I concur with what folks have written so far, it really depends on your use case. For instance if you are looking at a cluster with GPU's and intend to do some serious computing there you are going to need RDMA of some sort. But it all depends on what you end up needing for your workflows.
For us we put most of our network traffic over the IB using IPoIB combined with aliasing all the nodes to their IB address. Thus all the internode network traffic spans the IB fabric rather than the ethernet. We then have 1GbE for our ethernet backend which we mainly use for management purposes. So we haven't heavily invested in a high speed ethernet backbone but instead invested in IB.
To invest in both seems to me to be overkill, you should focus on one or the other unless you have the cash to spend and a good use case.
-Paul Edmon-
I’m very appreciative for each person who’s provided some feedback, especially the lengthy replies.
Sounds like RoCE capable Ethernet backbone may be the default way to go unless the end users have some specific requirements that might need IB. At this point, we wouldn’t be interested in anything slower than 200Gbps. So perhaps Eth and IB are equivalent in terms of latency and RDMA capabilities, except one is an open standard.
Thanks,
Daniel Healy
On Mon, Feb 26, 2024 at 3:40 AM Cutts, Tim <tim.cutts@astrazeneca.com> wrote:
My view is that it depends entirely on the workload, and the systems with which your compute needs to interact. A few things I’ve experienced before.

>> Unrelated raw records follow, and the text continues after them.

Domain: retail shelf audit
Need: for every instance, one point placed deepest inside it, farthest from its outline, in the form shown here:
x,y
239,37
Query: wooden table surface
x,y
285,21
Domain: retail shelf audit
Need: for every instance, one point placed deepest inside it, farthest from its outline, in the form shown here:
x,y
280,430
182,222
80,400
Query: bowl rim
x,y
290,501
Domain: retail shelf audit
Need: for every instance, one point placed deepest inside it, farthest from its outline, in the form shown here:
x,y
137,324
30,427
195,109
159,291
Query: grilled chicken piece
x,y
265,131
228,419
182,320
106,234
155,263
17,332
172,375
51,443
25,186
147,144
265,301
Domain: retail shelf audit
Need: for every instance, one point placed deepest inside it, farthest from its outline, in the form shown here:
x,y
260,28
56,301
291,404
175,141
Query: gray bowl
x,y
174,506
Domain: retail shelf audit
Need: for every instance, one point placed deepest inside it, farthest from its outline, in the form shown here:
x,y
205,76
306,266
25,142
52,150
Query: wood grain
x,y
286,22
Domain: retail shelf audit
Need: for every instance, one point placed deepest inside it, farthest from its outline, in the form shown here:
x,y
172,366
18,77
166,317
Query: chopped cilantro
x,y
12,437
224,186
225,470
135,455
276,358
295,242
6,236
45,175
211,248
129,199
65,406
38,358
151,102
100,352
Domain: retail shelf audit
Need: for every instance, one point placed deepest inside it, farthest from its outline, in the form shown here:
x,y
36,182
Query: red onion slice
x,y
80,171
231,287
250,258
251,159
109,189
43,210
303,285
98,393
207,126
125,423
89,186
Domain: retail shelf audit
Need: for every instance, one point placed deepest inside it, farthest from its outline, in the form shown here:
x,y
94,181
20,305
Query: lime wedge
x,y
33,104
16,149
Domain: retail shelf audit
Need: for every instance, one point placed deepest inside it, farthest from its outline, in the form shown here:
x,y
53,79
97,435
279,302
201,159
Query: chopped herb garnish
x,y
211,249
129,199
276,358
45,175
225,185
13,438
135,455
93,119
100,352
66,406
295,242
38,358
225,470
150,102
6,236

- Modern ethernet networks have pretty good latency these days, and so MPI codes can run over them. Whether IB is worth the money is a cost/benefit calculation for the codes you want to run. The ethernet network we put in at Sanger in 2016 or so we measured as having similar latency, in practice, as FDR infiniband, if I remember correctly. So it wasn’t as good as state-of-the-art IB at the time, but not bad. Certainly good enough for our purposes, and we gained a lot of flexibility through software-defined networking, important if you have workloads which require better security boundaries than just a big shared network.
- If your workload is predominantly single node, embarrassingly parallel, you might do better to go with ethernet and invest the saved money in more compute nodes.

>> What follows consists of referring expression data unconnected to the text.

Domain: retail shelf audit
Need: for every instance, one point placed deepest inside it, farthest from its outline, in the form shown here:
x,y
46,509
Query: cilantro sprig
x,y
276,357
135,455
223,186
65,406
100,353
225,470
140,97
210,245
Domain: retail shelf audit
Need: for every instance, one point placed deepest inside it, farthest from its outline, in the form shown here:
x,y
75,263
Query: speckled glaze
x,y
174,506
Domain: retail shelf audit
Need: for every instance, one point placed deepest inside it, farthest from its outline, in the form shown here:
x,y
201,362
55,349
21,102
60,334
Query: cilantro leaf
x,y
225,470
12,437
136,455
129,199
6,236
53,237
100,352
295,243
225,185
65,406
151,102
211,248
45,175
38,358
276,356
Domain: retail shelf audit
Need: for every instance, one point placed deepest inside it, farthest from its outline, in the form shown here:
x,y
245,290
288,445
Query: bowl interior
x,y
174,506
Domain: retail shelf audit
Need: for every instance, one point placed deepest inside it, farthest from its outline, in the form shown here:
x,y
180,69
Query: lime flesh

- If you only have ethernet, your cluster will be simpler, and require less specialised expertise to run
- If your parallel filesystem is Lustre, IB seems to be the more well-worn path than ethernet. We encountered a few Lustre bugs early on because of that.
- On the other hand, if you need to talk to Weka, ethernet is the well-worn path. Weka’s IB implementation requires the dedication of some cores on every client node, so you lose some compute capacity, which you don’t need to do if you’re using ethernet.

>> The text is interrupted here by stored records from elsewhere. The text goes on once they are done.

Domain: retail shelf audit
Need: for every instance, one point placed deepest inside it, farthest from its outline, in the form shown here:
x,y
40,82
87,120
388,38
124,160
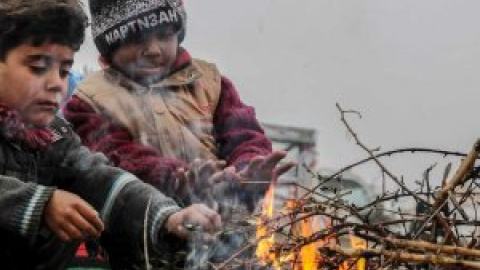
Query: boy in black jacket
x,y
53,191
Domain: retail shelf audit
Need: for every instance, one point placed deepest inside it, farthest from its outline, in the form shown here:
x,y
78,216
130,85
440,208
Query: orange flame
x,y
356,243
266,243
308,254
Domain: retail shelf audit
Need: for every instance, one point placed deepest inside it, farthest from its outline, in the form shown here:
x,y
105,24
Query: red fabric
x,y
238,134
13,128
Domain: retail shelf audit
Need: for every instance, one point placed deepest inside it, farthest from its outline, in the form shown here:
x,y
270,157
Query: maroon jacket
x,y
237,132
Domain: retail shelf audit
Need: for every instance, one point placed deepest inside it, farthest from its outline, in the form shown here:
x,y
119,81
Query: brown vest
x,y
174,116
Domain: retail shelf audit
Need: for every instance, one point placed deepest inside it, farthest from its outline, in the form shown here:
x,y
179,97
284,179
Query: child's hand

So, as any lawyer would say “it depends”. Most of my career has been in genomics, where IB definitely wasn’t necessary. Now that I’m in pharma, there’s more MPI code, so there’s more of a case for it.
Ultimately, I think you need to run the real benchmarks with real code, and as Jason says, work out whether the additional complexity and cost of the IB network is worth it for your particular workload. I don’t think the mantra “It’s HPC so it has to be Infiniband” is a given.
Tim
--
Tim Cutts
Scientific Computing Platform Lead
AstraZeneca
Find out more about R&D IT Data, Analytics & AI and how we can support you by visiting our Service Catalogue |
AstraZeneca UK Limited is a company incorporated in England and Wales with registered number:03674842 and its registered office at 1 Francis Crick Avenue, Cambridge Biomedical Campus, Cambridge, CB2 0AA.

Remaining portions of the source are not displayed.